Trayvon Shooting Becomes First Story to Surpass Election Coverage in Media

While all three sectors of media were suddenly focused on the same event their focus varied. Blogs had a lot to with the role of race being part of the story.

By Jorge Rivas Mar 30, 2012

As Brian Stelter wrote in the New York Times, it took nearly a month for the killing of Trayvon Martin to become national news. But according to a new study the Trayvon Martin case has taken over mainstream news, becoming the first story of the year to get more coverage than the race for the president.

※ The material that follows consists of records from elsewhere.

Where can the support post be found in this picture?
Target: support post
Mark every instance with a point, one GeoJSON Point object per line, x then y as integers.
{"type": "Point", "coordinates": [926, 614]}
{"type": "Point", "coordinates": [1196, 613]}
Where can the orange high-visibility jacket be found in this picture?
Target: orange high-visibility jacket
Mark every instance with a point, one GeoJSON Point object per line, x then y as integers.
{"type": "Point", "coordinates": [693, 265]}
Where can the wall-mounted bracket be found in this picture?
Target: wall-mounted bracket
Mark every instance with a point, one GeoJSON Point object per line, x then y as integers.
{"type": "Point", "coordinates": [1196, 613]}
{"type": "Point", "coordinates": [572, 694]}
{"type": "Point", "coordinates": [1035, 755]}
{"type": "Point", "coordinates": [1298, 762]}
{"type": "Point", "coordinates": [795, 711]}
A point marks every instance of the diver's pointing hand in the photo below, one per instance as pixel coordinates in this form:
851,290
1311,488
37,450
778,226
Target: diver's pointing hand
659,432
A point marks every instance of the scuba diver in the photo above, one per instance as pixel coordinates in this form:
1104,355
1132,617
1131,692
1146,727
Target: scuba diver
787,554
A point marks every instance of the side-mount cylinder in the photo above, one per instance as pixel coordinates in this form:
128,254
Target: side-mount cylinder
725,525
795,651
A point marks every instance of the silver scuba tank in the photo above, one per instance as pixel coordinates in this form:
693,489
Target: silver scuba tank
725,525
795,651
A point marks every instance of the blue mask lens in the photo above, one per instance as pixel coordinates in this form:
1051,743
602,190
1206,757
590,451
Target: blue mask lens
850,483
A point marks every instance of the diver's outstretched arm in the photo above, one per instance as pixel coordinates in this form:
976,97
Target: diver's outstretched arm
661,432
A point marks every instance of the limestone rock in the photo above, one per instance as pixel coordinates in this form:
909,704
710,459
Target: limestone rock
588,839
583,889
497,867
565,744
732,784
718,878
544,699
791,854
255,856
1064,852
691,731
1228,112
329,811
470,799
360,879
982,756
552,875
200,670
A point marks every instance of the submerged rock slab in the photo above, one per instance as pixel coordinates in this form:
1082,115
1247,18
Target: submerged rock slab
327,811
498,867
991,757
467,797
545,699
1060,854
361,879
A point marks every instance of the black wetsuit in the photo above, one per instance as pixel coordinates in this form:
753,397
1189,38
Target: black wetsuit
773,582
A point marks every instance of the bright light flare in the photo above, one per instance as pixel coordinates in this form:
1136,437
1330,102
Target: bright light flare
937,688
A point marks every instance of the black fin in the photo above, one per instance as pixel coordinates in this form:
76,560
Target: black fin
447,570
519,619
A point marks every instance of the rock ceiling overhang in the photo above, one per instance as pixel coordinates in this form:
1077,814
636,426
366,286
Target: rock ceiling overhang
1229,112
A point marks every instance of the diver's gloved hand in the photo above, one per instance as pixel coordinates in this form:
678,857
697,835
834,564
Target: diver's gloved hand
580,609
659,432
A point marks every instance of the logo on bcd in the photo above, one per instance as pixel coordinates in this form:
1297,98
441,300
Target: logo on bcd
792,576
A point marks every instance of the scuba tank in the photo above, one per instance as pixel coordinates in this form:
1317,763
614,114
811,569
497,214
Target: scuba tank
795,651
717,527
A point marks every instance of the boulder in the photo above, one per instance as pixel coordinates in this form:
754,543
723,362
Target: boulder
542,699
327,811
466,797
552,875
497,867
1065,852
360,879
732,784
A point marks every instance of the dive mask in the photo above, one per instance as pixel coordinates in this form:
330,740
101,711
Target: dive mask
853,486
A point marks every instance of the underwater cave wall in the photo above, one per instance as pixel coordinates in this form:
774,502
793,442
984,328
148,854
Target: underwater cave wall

Pew Research Center’s Project for Excellence in Journalism has more details:

As attention to the story surged, the focus within these three parts of our media culture varied greatly, according to a special report by the Pew Research Center’s Project for Excellence in Journalism. On Twitter, the conversation has focused on sympathy for the slain teenager and expressions of outrage at the killing. On blogs, the emphasis has been on the role of race in the highly charged case. In the mainstream media, the Trayvon Martin controversy was heavily a cable news and talk radio story. And there, the primary discussion has focused on two politically oriented issues-gun control laws and the Florida Stand Your Ground statute, which gives citizens the right to use deadly force when they believe they are being threatened.

Moreover, the Martin story has been a much bigger story on MSNBC, whose talk show hosts are liberal, and a much smaller story on Fox, whose prime time lineup leans conservative. The focus of the discussion differs as well. Conservative talkers paid the most attention to questions about who Martin is and to the defense of the man who pulled the trigger, George Zimmerman. Liberal hosts focused primarily on gun control and the Florida law.